The singer of 'Born This Way' was indeed raised in the Upper West Side in an Italian-American family of humble origins. Yes, she grew up with the children of the city's rich elite, but father Joseph and mother Cynthia came from traditional and modest backgrounds, and the star was often fed a staple of Italian immigrant cuisine “spaghetti and meatballs.”
“I used to throw up all the time in high school,” Gaga admitted. “So I'm not that confident. I wanted to be a skinny little ballerina, but I was a voluptuous little Italian girl whose dad had meatballs on the table every night. ,” the singer confessed during It's Our Turn, a conference for young female students held at the Brentwood School in Los Angeles over the weekend that has been featured by the British press. “I used to come home and say, 'Dad, why do you always give us this food? I need to be thin.' And he'd say, 'Eat your spaghetti.'”
The testimony is said to be owed to a comment from an audience member. A young girl stood up to say “I fight with my body daily while you look so sure of yourself. It shows in how you dress... I wonder how you can do it.”
This insecurity is typical among female teenagers, yet it moved the 25 year old singer who decided to shed some light on an obscure phase of her life. During the interview, Maria Shriver, Arnold Schwarzenegger's ex wife, asked her what actually helped her get through that sticky situation. “The acid in my stomach had corroded my vocal chords. Talking about it is not that hard now because I don't do it anymore, but I used to throw up constantly when I was in high school.”
The star continued to explain that when in high school she was the happy protagonist of several theater/musical productions but “bulimia had totally destroyed her voice and she had to stop singing. There are no excuses, not even for those who don't sing.
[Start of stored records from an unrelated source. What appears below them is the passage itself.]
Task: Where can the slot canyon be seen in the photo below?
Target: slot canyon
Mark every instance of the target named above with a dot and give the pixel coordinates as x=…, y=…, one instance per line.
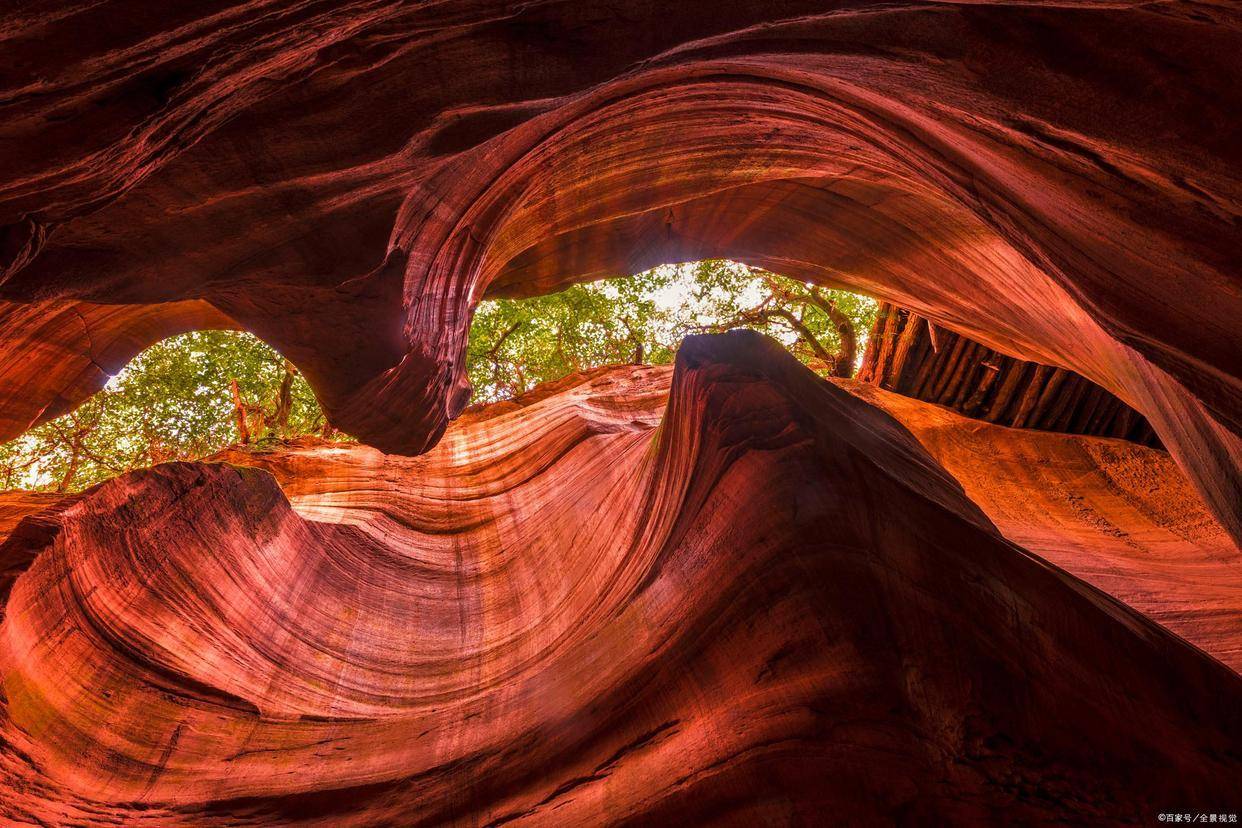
x=995, y=579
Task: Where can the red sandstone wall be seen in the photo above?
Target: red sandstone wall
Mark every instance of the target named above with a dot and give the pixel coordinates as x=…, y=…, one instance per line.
x=348, y=180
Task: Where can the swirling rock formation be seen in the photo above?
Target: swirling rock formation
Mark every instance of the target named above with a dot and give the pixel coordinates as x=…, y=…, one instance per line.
x=771, y=607
x=1058, y=180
It is very, very dangerous.”
And the confessions continued to flow... Gaga added that even after dealing with bulimia and recuperating she was not completely happy with her image. “Weight is still a struggle. Every video I'm in, every magazine cover, they stretch you -- they make you perfect,” she confessed. “It's not real life. I'm gonna say this about girls: The dieting has got to stop. Everyone just knock it off. Because at the end of the day, it's affecting kids your age -- and it's making girls sick.”
The Huffington Post reports that “Gaga sent a positive message to the students, but it's a far cry from remarks she made just a few years ago. In 2010, she told New York Magazine, 'Pop stars should not eat,' and the magazine noted that Gaga 'looked flush from a strict diet of starvation.'”
An earlier article from 2009 published on softpedia.com entitled “Lady Gaga stays thin by starving herself” reporters mention a story in gossip magazine US Weekly “about how she stays in shape. Asked by the magazine if there’s anything special she does to maintain her figure, other than dancing a lot and possibly hitting the gym as well every once in a while, Gaga’s answer was as blunt as it is potentially upsetting for the fans who look up to her. 'It’s all about starvation!'”
Knowing Lady Gaga and her constant provocations, it could very well be that the above was said as a joke or better yet, as a reflection of her own struggle with weight and appearance... yes she is a star but she is a woman after all. A woman battling the same wars we do.